As a baseline reference for the average natural gas price, the FRAMES study used USD6 per million British thermal units (BTU), which was the approximate price in markets such as Europe as recently as last spring before the recent price surge. That was also the price used in a recent Urenco/Aurora study of the UK market in the year 2050, Decarbonising Hydrogen in a Net Zero Economy, which showed that nuclear energy partnered with renewables can lower the overall system costs of hydrogen production.

"This shift happens at natural gas costs that are substantially lower - around USD10-15 per million British thermal units - than those observed in recent days in the European Union, United Kingdom and parts of Asia," said Francesco Ganda, an IAEA nuclear engineer who conducted the study, referring to recent record high spot prices in these markets of between USD35 and USD40 per million BTU, a globally used measure for the energy content of natural gas.

When natural gas prices rise above USD20 per million BTU, the FRAMES study showed that the optimal method of hydrogen production becomes a mix of electrolysis-produced hydrogen from electricity supplied by a combination of renewables and conventional nuclear power plants and thermal processes that can eventually be supplied by advanced high-temperature reactors.

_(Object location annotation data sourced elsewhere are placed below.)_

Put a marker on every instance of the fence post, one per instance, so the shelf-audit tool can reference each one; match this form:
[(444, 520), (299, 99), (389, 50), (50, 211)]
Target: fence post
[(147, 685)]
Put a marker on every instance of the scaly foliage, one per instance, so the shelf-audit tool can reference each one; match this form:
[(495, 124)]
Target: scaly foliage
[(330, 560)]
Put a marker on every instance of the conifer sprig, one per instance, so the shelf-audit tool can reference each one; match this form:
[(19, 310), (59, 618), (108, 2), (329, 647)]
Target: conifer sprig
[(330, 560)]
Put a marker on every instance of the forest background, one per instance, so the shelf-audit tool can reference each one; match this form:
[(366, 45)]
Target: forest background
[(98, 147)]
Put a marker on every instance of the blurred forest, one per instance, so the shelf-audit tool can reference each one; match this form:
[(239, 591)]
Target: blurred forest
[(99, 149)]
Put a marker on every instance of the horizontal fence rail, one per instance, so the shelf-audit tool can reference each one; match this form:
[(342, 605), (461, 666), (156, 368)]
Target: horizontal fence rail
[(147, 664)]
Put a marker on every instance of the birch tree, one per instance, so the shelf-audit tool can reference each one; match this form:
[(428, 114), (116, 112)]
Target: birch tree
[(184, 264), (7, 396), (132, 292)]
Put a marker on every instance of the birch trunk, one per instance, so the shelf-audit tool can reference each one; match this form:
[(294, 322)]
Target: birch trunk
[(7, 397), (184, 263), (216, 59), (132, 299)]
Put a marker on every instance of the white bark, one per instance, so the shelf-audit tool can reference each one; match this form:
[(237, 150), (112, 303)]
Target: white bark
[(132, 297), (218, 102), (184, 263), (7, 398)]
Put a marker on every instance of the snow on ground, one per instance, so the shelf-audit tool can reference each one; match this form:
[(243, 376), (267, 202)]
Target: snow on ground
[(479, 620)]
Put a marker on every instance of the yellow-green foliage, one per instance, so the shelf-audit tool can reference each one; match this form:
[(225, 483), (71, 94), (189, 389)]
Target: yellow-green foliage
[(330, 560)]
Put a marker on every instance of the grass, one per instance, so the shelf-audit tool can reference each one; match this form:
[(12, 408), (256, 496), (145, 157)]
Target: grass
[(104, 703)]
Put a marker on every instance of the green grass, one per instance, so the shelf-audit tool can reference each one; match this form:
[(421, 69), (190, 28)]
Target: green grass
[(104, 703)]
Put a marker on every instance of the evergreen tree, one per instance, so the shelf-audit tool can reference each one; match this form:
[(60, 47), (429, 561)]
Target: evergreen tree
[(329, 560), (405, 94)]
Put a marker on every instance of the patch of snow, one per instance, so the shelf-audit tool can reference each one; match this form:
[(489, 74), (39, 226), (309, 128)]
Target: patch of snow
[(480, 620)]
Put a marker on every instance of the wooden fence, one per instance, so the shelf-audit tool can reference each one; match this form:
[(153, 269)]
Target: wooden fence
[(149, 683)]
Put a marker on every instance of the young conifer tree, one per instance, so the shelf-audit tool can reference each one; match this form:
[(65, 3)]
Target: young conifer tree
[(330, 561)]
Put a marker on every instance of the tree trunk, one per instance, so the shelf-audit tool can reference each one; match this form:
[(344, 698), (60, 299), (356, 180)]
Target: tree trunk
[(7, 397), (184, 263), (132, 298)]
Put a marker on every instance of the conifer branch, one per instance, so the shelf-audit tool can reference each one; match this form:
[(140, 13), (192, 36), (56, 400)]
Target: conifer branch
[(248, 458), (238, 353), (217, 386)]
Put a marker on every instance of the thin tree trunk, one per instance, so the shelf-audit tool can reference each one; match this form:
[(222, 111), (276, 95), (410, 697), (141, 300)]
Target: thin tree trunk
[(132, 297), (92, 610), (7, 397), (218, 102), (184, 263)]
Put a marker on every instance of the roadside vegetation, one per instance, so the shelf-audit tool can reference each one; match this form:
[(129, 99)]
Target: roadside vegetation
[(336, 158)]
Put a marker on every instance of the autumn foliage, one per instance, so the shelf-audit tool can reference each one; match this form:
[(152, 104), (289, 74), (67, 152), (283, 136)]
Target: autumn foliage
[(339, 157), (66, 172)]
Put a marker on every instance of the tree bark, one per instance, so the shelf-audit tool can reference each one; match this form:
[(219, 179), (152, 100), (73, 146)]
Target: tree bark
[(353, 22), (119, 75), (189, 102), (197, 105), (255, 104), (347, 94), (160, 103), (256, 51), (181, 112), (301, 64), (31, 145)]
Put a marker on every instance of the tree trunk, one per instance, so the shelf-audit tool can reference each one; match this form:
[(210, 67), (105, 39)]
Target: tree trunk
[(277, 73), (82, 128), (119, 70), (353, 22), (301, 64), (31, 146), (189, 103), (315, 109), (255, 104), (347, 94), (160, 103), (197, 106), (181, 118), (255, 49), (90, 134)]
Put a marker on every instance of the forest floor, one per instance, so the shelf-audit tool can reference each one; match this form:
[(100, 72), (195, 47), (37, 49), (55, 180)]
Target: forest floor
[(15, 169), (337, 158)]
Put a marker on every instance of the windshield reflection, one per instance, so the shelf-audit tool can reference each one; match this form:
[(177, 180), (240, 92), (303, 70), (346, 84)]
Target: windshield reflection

FRAMES, which is still under development, is currently being used for internal IAEA analyses of integrated energy systems. It provides quantitative analyses on nuclear power's potential benefits to present and future electricity systems, which is of particular interest for countries pursuing or considering nuclear power as part of their solution to meet net-zero goals.

The model evaluates short- and long-term impacts on overall carbon emissions, structure of the generation mix and cost of electricity provision, which helps to inform the economic impacts of achieving various CO2 emission targets. Additionally, FRAMES can support technical analyses involving the optimal grid integration of advanced nuclear technologies - such as small modular reactors, microreactors and fast reactors - as well as non-electric applications of nuclear energy.

The FRAMES study comes ahead of the COP26 climate change conference, where the IAEA will hold several events to underscore nuclear energy's contribution to achieving the goals of the Paris Agreement and Agenda 2030 for Sustainable Development. It said clean hydrogen is increasingly seen as having a key role in the clean energy transition as part of a reliable low-carbon energy mix.